With the help of the partition function, we can evaluate the "propagator":

$$\Delta_{i \, j} \equiv -i \langle T \varphi_{i} \, \varphi_{j} \rangle = -i \, \left. \frac{1}{i} \frac{\partial}{\partial J_{i}} \frac{1}{i} \frac{\partial}{\partial J_{j}} Z_{0}(J)\right|_{J = 0}$$

The evaluation of the derivatives is straightforward and leads to the result:

$$\Delta_{i \, j} = K^{-1}_{i \, j}$$

We see that the (free) propagator is actually the inverse of the kernel of the quadratic part of the action. We may write the condition for the inverse matrix as:

$$\sum_{k}{K_{i \, k} \, \Delta_{k \, j}} = \delta_{i \, j}$$

Going from the discrete to the continuous variant, we may write:

$$\int{dx'' \, K(x, x'') \, \Delta(x'', x')} = \delta(x - x')$$

In the case of the Klein-Gordon equation:

$$(\partial^{2} + m^{2}) \, \varphi(x) = 0$$

the action to which this equation is the corresponding Euler-Lagrange equation of is:

$$S[\varphi(x)] = \frac{1}{2} \, \int{dx \, \partial^{\mu}\varphi(x) \, \partial_{\mu} \varphi(x) - m^{2} \, \varphi^{2}(x)} = -\frac{1}{2}\int{dx \, \varphi(x) \, (\partial^{2} + m^{2}) \, \varphi(x)}$$

So the kernel is:

$$K(x, x'') = -\delta(x - x'') \, (\partial''^{2} + m^{2})$$

and the corresponding equation that the propagator satisfies is:

$$-\{\partial^{2} + m^{2}\} \, \Delta(x, x') = \delta(x - x')$$

 

[Dickfore]

A very good free textbook (in electronic format!) for QFT is:

http://www.physics.ucsb.edu/~mark/qft.html"

Good luck studying on your own.

 

[NanakiXIII]

Yes. The $$\phi(x)$$ appeared in Strangerep's post is indeed a field.
Why do you think it's not a field?
It makes sense if you regard all the $$\phi$$ appearing in Strangerep's post as field operators.

Right, this is what I needed to know, my idea of what a field is is incorrect or at least incomplete. I thought the field operators were things that acted on the field. I will continue my reading keeping in mind that I still need to shape my image of fields.

Dickfore, thanks for supplying an explanation starting the other way around. At the moment, I do understand everything you said, but I recognize a couple of things that I saw in future chapters of my book, so in time I hope your explanation will provide me with a clear understanding. Also, thanks for the link, a secondary book to consult is always welcome.

 

[xepma]

The way field operators are usually introduced is indeed very confusing. It might be good te keep in mind that the field operator has nothing to do with the physical state of the system. After all, the operator is the same for all physical states.

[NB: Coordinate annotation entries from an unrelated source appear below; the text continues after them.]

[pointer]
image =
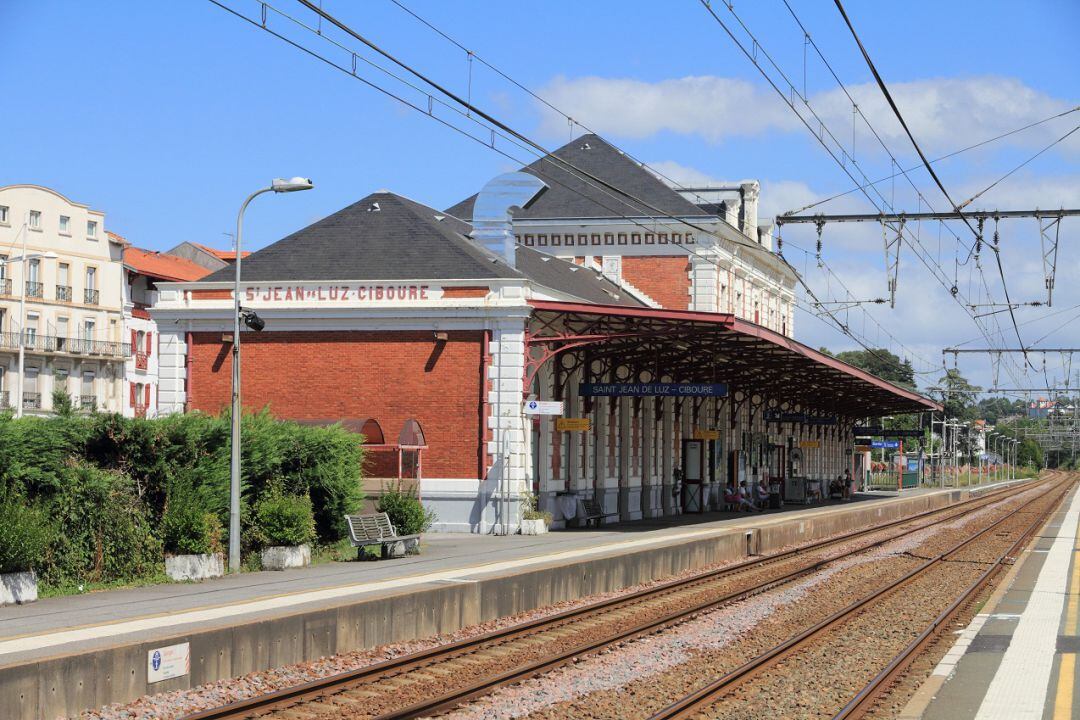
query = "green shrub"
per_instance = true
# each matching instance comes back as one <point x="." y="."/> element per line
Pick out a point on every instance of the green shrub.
<point x="407" y="514"/>
<point x="187" y="527"/>
<point x="24" y="534"/>
<point x="284" y="519"/>
<point x="103" y="531"/>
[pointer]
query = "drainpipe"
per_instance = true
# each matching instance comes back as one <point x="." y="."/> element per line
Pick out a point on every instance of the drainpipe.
<point x="493" y="229"/>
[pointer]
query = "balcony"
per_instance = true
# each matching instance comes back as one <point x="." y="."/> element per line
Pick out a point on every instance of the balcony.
<point x="49" y="343"/>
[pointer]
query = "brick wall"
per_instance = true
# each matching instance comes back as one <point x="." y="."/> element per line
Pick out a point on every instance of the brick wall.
<point x="390" y="377"/>
<point x="663" y="279"/>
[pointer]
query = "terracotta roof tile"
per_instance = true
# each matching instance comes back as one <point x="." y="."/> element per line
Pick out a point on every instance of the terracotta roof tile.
<point x="163" y="267"/>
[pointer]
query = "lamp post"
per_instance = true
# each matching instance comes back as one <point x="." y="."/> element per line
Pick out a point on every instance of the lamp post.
<point x="23" y="259"/>
<point x="279" y="185"/>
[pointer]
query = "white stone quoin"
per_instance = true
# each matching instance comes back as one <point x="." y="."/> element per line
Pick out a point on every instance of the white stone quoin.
<point x="282" y="557"/>
<point x="194" y="567"/>
<point x="18" y="587"/>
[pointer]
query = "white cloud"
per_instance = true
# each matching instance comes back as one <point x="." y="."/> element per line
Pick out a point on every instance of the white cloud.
<point x="943" y="113"/>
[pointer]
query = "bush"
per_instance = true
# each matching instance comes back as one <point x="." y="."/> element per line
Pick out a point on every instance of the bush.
<point x="284" y="519"/>
<point x="103" y="531"/>
<point x="407" y="514"/>
<point x="187" y="527"/>
<point x="24" y="533"/>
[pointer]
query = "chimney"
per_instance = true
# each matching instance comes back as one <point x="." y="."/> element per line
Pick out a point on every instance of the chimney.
<point x="765" y="234"/>
<point x="493" y="227"/>
<point x="750" y="190"/>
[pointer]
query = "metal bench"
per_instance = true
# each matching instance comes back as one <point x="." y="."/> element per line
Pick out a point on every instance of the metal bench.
<point x="367" y="530"/>
<point x="594" y="511"/>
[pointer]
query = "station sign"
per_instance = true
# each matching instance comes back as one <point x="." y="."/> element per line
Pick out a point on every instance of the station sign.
<point x="572" y="424"/>
<point x="543" y="407"/>
<point x="167" y="663"/>
<point x="652" y="390"/>
<point x="885" y="432"/>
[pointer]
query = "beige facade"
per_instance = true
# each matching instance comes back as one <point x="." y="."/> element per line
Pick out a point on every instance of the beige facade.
<point x="56" y="255"/>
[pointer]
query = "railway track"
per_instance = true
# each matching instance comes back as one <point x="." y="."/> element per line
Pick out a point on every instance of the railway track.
<point x="706" y="701"/>
<point x="435" y="680"/>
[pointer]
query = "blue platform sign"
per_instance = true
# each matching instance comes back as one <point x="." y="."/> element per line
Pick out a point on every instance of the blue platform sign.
<point x="652" y="390"/>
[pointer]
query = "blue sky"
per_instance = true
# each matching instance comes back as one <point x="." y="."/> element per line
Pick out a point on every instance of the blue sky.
<point x="166" y="114"/>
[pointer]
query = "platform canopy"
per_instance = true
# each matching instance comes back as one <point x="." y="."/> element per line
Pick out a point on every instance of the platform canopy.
<point x="644" y="344"/>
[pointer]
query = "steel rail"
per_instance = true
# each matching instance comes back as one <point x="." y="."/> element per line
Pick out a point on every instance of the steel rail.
<point x="880" y="684"/>
<point x="694" y="703"/>
<point x="343" y="681"/>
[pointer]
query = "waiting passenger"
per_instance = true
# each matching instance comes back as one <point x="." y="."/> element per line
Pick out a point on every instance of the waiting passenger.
<point x="744" y="498"/>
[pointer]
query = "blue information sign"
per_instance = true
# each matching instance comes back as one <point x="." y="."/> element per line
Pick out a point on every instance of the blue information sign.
<point x="652" y="390"/>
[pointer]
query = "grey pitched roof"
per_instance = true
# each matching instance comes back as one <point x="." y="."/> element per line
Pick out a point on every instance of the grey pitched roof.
<point x="382" y="236"/>
<point x="569" y="195"/>
<point x="570" y="279"/>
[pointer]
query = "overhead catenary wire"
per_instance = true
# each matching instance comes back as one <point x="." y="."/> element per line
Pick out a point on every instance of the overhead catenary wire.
<point x="926" y="162"/>
<point x="920" y="252"/>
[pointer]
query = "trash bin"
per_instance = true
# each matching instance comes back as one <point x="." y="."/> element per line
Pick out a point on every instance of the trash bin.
<point x="775" y="501"/>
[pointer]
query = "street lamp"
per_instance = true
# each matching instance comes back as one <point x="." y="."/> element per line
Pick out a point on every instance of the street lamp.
<point x="24" y="258"/>
<point x="256" y="323"/>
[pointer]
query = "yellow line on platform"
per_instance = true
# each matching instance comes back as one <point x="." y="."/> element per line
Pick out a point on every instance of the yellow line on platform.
<point x="1066" y="669"/>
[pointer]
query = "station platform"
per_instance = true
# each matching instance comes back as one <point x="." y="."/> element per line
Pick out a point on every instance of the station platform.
<point x="1017" y="657"/>
<point x="62" y="655"/>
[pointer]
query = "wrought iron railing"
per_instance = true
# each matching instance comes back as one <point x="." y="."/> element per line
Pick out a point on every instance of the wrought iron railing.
<point x="50" y="343"/>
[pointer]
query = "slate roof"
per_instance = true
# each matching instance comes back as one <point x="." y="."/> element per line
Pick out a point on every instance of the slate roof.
<point x="570" y="197"/>
<point x="405" y="240"/>
<point x="578" y="281"/>
<point x="382" y="236"/>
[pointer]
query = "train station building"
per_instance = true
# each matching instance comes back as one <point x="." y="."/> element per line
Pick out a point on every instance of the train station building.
<point x="544" y="336"/>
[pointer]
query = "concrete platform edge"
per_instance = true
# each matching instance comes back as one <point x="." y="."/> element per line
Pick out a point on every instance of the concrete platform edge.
<point x="63" y="685"/>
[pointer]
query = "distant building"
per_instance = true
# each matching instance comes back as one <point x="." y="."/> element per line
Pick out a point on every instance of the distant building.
<point x="57" y="256"/>
<point x="144" y="270"/>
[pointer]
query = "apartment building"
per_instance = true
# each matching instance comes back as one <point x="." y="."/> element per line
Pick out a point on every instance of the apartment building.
<point x="143" y="271"/>
<point x="62" y="287"/>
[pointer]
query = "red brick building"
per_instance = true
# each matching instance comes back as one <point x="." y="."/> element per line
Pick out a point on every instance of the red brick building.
<point x="430" y="333"/>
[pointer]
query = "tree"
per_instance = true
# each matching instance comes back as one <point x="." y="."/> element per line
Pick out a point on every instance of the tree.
<point x="957" y="395"/>
<point x="881" y="363"/>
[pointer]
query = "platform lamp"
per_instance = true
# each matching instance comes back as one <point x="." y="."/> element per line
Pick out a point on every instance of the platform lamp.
<point x="256" y="323"/>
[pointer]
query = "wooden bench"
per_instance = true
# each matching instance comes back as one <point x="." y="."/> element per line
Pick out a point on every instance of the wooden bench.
<point x="594" y="511"/>
<point x="366" y="530"/>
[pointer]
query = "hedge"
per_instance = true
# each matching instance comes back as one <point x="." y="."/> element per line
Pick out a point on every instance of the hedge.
<point x="120" y="492"/>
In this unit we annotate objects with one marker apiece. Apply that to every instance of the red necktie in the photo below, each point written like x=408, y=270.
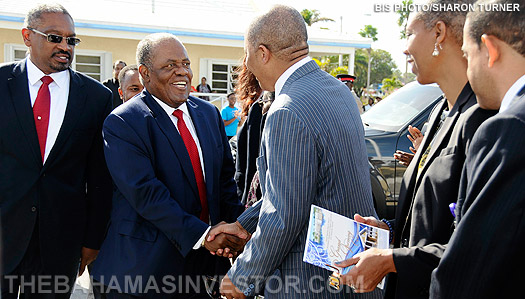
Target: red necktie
x=195, y=162
x=41, y=113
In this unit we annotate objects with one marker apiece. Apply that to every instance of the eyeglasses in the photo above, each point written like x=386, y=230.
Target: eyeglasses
x=57, y=39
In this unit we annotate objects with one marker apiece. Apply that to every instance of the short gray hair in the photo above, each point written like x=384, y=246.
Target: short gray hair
x=34, y=16
x=147, y=44
x=454, y=19
x=282, y=30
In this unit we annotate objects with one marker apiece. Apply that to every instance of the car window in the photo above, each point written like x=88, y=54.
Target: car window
x=399, y=108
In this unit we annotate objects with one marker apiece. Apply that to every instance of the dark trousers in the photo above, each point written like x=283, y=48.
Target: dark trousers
x=33, y=280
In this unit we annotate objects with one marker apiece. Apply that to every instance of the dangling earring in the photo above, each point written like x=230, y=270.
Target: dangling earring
x=436, y=51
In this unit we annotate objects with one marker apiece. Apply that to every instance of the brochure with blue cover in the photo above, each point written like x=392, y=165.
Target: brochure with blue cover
x=333, y=237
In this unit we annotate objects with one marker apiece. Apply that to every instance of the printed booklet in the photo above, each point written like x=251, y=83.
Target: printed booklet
x=333, y=237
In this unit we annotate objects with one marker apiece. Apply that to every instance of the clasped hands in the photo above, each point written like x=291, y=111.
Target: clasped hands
x=226, y=239
x=370, y=266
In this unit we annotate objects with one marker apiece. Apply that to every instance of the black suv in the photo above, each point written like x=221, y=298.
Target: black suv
x=386, y=127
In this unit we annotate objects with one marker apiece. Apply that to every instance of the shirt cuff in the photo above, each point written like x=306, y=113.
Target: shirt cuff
x=199, y=243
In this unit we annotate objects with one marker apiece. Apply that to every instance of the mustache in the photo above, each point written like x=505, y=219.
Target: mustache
x=62, y=52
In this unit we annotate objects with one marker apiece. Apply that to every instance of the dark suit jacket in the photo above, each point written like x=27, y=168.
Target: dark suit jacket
x=248, y=144
x=70, y=194
x=484, y=257
x=113, y=85
x=424, y=221
x=155, y=216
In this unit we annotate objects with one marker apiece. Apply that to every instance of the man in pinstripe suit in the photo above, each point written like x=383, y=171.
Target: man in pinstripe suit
x=312, y=152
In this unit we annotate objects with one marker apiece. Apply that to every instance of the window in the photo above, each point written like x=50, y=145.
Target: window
x=221, y=74
x=96, y=64
x=89, y=65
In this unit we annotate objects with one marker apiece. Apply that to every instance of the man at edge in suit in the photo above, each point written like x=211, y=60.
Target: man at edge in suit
x=171, y=163
x=55, y=189
x=486, y=249
x=312, y=139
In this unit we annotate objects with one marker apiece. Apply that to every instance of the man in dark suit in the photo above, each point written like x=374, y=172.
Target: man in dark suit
x=171, y=163
x=113, y=83
x=485, y=254
x=55, y=189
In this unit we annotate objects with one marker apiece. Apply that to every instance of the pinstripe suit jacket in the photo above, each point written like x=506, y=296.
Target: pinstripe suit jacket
x=312, y=152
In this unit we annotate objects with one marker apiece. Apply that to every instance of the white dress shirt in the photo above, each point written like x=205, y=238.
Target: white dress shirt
x=59, y=92
x=511, y=93
x=189, y=124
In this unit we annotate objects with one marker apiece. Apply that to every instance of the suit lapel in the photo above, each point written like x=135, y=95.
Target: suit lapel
x=75, y=106
x=19, y=91
x=169, y=130
x=203, y=133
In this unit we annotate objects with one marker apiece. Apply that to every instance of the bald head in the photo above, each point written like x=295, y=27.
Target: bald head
x=282, y=30
x=147, y=45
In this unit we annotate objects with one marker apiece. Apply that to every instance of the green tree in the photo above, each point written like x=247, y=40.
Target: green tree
x=369, y=32
x=339, y=70
x=313, y=16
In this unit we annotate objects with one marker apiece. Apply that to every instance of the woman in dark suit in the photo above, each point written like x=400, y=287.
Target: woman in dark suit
x=424, y=222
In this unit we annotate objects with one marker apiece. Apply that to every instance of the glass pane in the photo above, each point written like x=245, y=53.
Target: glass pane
x=88, y=68
x=20, y=54
x=218, y=84
x=220, y=68
x=88, y=59
x=220, y=76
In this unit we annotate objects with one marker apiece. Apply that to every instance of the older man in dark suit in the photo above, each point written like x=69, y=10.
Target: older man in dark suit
x=55, y=189
x=171, y=162
x=485, y=254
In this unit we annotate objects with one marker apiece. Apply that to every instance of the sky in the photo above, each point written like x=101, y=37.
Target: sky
x=355, y=15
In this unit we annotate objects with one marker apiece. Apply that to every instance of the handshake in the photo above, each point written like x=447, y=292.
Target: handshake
x=226, y=239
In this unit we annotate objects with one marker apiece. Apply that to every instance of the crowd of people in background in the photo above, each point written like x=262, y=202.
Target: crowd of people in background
x=134, y=178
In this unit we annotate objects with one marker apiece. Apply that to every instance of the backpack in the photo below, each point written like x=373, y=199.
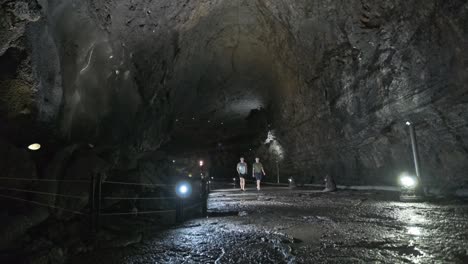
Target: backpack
x=242, y=167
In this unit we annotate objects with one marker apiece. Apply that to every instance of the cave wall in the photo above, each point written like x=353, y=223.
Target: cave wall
x=371, y=66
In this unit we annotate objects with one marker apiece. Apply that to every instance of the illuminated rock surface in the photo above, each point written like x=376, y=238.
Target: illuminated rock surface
x=307, y=227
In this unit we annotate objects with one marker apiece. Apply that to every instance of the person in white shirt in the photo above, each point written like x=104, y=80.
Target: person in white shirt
x=242, y=171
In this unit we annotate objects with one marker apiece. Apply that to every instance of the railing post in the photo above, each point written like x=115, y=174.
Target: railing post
x=204, y=197
x=98, y=200
x=179, y=209
x=92, y=204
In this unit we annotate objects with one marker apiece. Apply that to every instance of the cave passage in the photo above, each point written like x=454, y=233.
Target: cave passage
x=118, y=113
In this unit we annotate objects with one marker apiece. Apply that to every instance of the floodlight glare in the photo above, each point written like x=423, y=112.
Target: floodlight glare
x=183, y=189
x=407, y=181
x=34, y=146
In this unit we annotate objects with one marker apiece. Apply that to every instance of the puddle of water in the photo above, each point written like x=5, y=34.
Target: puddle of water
x=222, y=213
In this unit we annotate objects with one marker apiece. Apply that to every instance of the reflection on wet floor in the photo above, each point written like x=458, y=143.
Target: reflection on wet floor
x=305, y=226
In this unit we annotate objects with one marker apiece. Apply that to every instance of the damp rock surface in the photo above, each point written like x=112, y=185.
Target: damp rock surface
x=306, y=226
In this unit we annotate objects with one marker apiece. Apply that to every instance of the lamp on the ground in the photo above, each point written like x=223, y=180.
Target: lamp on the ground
x=183, y=189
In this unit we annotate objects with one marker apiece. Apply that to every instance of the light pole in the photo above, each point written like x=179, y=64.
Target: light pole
x=412, y=189
x=277, y=171
x=414, y=147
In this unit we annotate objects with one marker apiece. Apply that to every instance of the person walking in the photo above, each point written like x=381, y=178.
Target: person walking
x=257, y=171
x=242, y=171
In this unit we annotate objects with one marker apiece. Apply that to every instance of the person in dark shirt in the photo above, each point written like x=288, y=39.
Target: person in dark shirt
x=257, y=171
x=242, y=171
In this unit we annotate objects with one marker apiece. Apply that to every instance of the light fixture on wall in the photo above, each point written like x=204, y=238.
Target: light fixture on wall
x=34, y=146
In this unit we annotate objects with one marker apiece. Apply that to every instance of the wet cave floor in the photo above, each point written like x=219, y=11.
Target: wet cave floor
x=278, y=225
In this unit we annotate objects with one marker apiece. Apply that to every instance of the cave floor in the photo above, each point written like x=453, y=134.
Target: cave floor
x=278, y=225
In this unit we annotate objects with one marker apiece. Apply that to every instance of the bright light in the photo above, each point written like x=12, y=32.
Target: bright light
x=407, y=181
x=34, y=146
x=183, y=189
x=414, y=230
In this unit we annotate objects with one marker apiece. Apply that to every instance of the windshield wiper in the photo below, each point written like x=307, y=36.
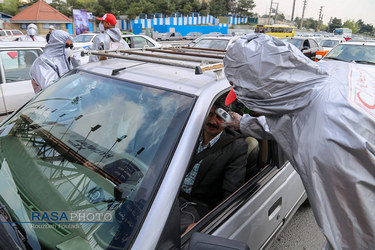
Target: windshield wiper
x=364, y=62
x=15, y=240
x=335, y=58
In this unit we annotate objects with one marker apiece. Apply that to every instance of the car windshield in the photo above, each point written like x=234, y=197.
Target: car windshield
x=329, y=43
x=353, y=52
x=295, y=42
x=212, y=43
x=88, y=144
x=82, y=38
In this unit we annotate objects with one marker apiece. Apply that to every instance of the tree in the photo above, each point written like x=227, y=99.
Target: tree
x=10, y=7
x=219, y=7
x=334, y=23
x=351, y=24
x=245, y=7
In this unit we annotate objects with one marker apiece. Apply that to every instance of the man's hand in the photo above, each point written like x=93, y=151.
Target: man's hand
x=235, y=124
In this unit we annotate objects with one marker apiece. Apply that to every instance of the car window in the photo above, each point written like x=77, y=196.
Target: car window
x=313, y=43
x=140, y=42
x=17, y=32
x=17, y=63
x=212, y=43
x=348, y=53
x=82, y=38
x=91, y=144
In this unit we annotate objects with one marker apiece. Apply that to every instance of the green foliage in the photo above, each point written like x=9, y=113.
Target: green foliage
x=335, y=23
x=351, y=24
x=10, y=7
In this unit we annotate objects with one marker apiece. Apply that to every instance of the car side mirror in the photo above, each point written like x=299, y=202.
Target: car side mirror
x=200, y=241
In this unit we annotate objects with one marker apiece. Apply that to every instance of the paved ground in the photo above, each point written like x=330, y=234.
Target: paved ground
x=302, y=232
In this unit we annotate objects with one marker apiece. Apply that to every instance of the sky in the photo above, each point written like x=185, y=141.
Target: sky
x=342, y=9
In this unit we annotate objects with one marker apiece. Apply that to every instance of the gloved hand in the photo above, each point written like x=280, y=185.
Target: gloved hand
x=235, y=124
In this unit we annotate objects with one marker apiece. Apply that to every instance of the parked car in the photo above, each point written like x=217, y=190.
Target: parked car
x=117, y=138
x=192, y=35
x=10, y=35
x=308, y=45
x=140, y=41
x=16, y=60
x=171, y=36
x=84, y=41
x=329, y=43
x=358, y=52
x=214, y=42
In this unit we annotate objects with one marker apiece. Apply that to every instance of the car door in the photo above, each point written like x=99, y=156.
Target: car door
x=306, y=48
x=259, y=209
x=16, y=87
x=314, y=47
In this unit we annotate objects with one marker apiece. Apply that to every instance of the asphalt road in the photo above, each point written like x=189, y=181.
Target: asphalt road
x=302, y=232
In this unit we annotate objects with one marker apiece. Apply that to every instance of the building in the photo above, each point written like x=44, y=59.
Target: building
x=43, y=15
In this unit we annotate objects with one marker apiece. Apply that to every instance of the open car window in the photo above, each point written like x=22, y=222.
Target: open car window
x=89, y=144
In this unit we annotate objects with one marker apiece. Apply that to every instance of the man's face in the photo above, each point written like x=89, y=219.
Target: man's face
x=214, y=123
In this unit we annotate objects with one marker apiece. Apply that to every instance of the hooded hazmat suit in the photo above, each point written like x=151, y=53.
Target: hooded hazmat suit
x=323, y=116
x=53, y=63
x=32, y=34
x=110, y=39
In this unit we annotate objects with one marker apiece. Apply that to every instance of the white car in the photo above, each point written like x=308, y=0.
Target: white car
x=10, y=35
x=221, y=42
x=329, y=43
x=114, y=140
x=84, y=41
x=141, y=41
x=357, y=52
x=16, y=60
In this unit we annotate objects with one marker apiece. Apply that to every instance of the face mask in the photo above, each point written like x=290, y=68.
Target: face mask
x=101, y=27
x=31, y=32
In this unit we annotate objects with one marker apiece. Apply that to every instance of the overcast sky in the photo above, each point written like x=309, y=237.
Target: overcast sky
x=342, y=9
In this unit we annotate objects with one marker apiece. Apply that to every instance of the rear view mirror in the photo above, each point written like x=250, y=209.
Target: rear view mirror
x=200, y=241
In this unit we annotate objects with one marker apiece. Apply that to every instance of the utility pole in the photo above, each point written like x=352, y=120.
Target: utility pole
x=269, y=15
x=320, y=20
x=277, y=7
x=303, y=13
x=294, y=5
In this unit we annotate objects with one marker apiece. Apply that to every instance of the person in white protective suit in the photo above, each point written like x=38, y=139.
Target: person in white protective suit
x=323, y=116
x=54, y=62
x=31, y=34
x=110, y=39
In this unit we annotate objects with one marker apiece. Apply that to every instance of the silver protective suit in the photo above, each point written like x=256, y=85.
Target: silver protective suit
x=110, y=39
x=53, y=63
x=323, y=116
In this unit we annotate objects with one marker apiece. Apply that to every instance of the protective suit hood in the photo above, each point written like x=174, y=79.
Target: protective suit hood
x=274, y=74
x=53, y=63
x=109, y=40
x=322, y=116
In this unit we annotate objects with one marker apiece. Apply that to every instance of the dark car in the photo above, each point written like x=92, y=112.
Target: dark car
x=308, y=45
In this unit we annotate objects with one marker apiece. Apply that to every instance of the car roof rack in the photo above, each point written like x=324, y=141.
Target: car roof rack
x=176, y=57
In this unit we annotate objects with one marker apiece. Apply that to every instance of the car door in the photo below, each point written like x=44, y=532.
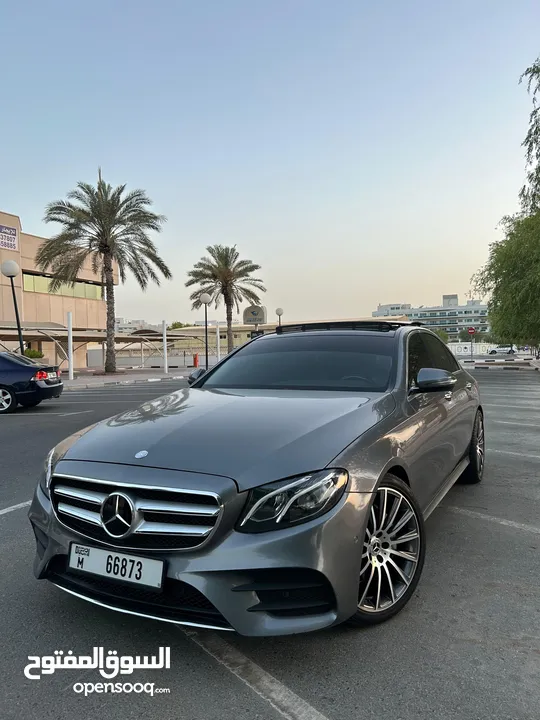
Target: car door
x=460, y=407
x=426, y=445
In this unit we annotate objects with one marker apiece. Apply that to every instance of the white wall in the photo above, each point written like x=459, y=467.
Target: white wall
x=465, y=348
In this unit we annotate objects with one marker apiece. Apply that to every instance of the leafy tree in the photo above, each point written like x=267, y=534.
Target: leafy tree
x=225, y=277
x=442, y=334
x=107, y=226
x=530, y=192
x=512, y=278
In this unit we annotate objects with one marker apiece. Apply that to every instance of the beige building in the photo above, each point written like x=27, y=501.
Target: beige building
x=38, y=308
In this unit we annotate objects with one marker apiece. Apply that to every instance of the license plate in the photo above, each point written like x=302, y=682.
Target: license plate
x=117, y=566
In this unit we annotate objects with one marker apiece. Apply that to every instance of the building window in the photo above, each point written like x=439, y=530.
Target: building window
x=28, y=283
x=41, y=284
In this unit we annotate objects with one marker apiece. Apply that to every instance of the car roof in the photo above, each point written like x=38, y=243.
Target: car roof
x=375, y=328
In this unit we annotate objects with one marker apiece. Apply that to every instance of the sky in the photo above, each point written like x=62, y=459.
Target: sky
x=361, y=152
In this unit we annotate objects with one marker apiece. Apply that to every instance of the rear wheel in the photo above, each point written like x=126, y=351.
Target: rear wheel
x=392, y=555
x=477, y=453
x=29, y=403
x=8, y=401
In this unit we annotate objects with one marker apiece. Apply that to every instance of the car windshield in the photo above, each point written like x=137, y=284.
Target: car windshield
x=356, y=363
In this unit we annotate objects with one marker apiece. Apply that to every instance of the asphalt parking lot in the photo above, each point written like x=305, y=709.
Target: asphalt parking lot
x=467, y=646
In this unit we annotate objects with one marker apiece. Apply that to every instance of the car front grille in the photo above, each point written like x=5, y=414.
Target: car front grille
x=164, y=519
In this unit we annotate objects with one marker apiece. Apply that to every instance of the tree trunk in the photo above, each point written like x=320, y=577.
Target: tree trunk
x=228, y=308
x=110, y=355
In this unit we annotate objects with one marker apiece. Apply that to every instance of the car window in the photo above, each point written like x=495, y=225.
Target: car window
x=20, y=359
x=417, y=357
x=439, y=354
x=356, y=362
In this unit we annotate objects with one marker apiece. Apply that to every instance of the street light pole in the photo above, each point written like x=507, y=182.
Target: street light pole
x=206, y=300
x=10, y=269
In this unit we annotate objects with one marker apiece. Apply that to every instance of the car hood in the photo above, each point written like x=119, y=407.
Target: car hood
x=253, y=437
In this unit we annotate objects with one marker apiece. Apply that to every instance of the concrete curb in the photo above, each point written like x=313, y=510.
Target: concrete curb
x=110, y=383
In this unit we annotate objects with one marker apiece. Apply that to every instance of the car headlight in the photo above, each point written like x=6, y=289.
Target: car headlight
x=293, y=501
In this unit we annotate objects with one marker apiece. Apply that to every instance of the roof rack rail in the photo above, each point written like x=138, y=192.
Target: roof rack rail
x=375, y=325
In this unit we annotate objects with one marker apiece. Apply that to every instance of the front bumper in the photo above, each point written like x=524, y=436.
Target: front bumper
x=277, y=583
x=40, y=390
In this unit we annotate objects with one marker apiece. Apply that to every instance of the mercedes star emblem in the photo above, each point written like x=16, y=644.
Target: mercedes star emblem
x=117, y=515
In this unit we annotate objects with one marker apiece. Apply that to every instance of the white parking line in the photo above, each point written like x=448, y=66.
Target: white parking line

One thing to keep in mind is the following (warning: abusive language going on here) : to a large extent the field operator $$\psi(x)$$can be interpreted as a "probe" that "measures" wether there is a particle at position x. Even better: it's simply the annihilation operator of a particle at position x. In the same sense $$\psi^\dag(x)$$ is the creation operator of a particle at position x. So the combination $$\psi^\dag(x)\psi(x)$$ can be interpreted as the number density operator of the system.

So the field operator is really an object that is independent of the state of the system. States come into play when you talk about quantum amplitudes, like scattering amplitudes. In that case you start talking about expectation values of (combinations of) these field operators. The whole Feynman diagram bussiness is nothing but a tool in this treatment.

 

[NanakiXIII]

Thanks, xepma, that clears up a lot of things that had me confused in this thread. If it is doable (if the answer will only raise more questions, I'll wait until I get further), could you explain to me what these states are in QFT? Are they like what I described I thought the fields were, i.e. wavefunctions of sorts for all particles of a certain type in the universe?

 

[ismaili]

Thanks, xepma, that clears up a lot of things that had me confused in this thread. If it is doable (if the answer will only raise more questions, I'll wait until I get further), could you explain to me what these states are in QFT? Are they like what I described I thought the fields were, i.e. wavefunctions of sorts for all particles of a certain type in the universe?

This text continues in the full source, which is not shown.